Écrire trois saisons, dans trois jardins

L’espace et le temps vont par trois.
Il existe trois jardins, trois saisons se déroulent.

Le jardin du bord de mer est celui qui recueille le printemps, la solitude, la mort de la mère. La maison résonne de la séparation d’avec Mario que celle qui raconte a aimé ou cru aimer, quelle différence, la douleur est identique. Alentour, des bois.

Le jardin de l’été est celui du parc de Choisy, Paris.
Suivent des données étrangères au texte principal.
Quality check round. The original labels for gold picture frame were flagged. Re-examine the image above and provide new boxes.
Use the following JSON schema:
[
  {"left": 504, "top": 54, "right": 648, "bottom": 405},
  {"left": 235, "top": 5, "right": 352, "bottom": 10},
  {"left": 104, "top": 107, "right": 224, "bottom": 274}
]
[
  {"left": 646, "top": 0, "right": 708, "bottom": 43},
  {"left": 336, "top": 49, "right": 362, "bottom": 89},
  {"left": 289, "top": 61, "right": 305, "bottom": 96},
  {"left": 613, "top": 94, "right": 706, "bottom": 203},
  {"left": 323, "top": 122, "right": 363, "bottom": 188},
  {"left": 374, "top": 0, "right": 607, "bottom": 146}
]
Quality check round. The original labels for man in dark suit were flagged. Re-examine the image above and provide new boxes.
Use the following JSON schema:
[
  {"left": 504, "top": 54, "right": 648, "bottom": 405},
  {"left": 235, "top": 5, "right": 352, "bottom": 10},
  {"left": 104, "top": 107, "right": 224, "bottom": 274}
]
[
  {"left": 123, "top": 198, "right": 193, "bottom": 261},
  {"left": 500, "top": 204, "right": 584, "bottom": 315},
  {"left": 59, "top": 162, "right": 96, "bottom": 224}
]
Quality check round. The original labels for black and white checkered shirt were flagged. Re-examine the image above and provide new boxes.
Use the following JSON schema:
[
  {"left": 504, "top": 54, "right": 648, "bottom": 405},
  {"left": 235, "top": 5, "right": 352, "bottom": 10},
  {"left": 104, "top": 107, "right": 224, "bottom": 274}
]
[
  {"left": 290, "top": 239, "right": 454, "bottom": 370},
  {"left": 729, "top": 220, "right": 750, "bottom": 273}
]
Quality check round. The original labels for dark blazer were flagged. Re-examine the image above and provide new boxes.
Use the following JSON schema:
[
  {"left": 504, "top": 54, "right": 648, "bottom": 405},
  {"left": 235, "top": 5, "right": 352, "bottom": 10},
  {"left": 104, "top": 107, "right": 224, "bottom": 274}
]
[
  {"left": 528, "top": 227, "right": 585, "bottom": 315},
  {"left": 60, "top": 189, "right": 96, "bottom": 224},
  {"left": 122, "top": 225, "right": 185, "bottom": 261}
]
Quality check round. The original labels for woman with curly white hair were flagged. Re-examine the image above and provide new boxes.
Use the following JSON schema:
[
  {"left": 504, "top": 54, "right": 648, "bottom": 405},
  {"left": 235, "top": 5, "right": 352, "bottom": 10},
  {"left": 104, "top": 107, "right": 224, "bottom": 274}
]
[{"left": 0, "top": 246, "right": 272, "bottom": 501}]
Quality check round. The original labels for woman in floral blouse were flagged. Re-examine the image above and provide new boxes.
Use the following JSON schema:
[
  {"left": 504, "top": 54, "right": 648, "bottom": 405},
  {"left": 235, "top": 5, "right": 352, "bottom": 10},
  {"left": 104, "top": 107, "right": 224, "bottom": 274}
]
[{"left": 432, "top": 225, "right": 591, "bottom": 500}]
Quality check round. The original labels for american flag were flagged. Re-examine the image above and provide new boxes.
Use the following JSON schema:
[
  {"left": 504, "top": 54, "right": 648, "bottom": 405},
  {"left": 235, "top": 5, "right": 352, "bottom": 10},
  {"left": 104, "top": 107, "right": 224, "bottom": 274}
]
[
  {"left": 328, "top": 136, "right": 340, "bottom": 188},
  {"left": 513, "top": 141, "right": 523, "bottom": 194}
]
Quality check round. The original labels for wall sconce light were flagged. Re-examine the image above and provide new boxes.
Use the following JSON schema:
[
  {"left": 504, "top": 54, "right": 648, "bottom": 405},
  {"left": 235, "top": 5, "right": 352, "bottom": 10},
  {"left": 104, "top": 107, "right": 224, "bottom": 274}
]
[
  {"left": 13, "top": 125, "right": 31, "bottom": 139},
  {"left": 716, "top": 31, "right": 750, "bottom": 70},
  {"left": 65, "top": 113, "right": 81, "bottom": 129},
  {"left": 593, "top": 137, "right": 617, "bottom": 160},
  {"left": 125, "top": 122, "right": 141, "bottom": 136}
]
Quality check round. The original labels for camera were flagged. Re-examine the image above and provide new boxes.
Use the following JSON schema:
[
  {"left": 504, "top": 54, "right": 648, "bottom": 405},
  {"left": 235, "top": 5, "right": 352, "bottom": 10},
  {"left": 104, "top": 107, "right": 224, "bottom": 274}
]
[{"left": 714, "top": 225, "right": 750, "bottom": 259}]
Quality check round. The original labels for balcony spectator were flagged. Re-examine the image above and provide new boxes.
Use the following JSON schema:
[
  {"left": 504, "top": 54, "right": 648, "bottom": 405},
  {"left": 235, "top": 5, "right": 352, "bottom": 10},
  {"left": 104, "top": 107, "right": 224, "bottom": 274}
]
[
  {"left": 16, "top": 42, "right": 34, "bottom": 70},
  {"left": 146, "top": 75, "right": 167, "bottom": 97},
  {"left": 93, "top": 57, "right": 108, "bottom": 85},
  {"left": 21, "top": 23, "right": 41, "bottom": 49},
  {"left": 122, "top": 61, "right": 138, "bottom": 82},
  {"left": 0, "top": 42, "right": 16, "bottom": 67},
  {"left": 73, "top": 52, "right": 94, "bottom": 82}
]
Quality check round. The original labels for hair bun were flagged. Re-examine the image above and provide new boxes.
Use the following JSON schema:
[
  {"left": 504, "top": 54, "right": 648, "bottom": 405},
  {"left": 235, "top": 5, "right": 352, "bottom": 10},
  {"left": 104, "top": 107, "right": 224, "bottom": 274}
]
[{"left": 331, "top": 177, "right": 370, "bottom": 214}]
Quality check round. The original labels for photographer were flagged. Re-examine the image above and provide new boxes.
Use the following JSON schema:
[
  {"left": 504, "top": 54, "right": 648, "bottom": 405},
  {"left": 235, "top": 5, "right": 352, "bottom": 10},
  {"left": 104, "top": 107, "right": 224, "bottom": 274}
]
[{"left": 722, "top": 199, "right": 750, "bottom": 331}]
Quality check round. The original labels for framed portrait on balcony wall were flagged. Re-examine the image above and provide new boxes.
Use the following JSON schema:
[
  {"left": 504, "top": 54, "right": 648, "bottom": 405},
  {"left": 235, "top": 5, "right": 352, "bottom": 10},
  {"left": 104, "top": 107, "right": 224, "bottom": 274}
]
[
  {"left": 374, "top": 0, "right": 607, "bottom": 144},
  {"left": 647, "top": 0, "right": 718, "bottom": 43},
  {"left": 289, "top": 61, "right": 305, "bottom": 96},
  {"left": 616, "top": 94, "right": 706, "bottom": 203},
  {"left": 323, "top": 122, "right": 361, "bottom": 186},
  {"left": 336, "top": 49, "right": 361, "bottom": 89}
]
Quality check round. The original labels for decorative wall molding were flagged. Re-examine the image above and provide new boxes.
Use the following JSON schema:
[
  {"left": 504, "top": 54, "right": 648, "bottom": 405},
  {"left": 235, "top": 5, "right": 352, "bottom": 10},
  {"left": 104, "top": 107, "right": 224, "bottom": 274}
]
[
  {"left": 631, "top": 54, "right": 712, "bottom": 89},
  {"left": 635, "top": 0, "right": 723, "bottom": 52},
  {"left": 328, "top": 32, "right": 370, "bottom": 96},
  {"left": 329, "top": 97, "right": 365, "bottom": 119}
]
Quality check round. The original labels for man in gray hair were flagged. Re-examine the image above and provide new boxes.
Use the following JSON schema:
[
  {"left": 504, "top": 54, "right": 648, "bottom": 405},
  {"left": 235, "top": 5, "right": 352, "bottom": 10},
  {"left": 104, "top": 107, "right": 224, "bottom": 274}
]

Le parc ouvre à sept heures en été et j’y entre dans la douceur du matin. Je n’y suis pas seule. La fontaine est occupée par une femme qui a passé la nuit dehors et dont le maquillage fond sur les joues. Elle rafraîchit ses bras, ses mains, son cou ; elle semble laver une nuit sans joie faite de rencontres qui lui ont rapporté trop peu d’argent [...] Deux clochards font leur entrée et profitent à leur tour de la fontaine. La femme s’éloigne un peu et s’installe sur un banc, puis elle coiffe ses cheveux, plie la serviette de toilette, range ses affaires dans le sac et croque un morceau de chocolat. Elle regarde à son tour les ablutions des deux hommes qui se déchaussent et trempent leurs pieds dans le bassin en gestes lents, frottent, ne parlent pas, comme endormis et goûtant précieusement les premières heures du jour encore paisibles. Pour quelques instants, nous sommes une communauté du matin, au milieu des arbres, dans l’illusion que rien de mal ne nous arrivera, dans l’oubli du monde autre que celui des charmes et des rosiers du parc.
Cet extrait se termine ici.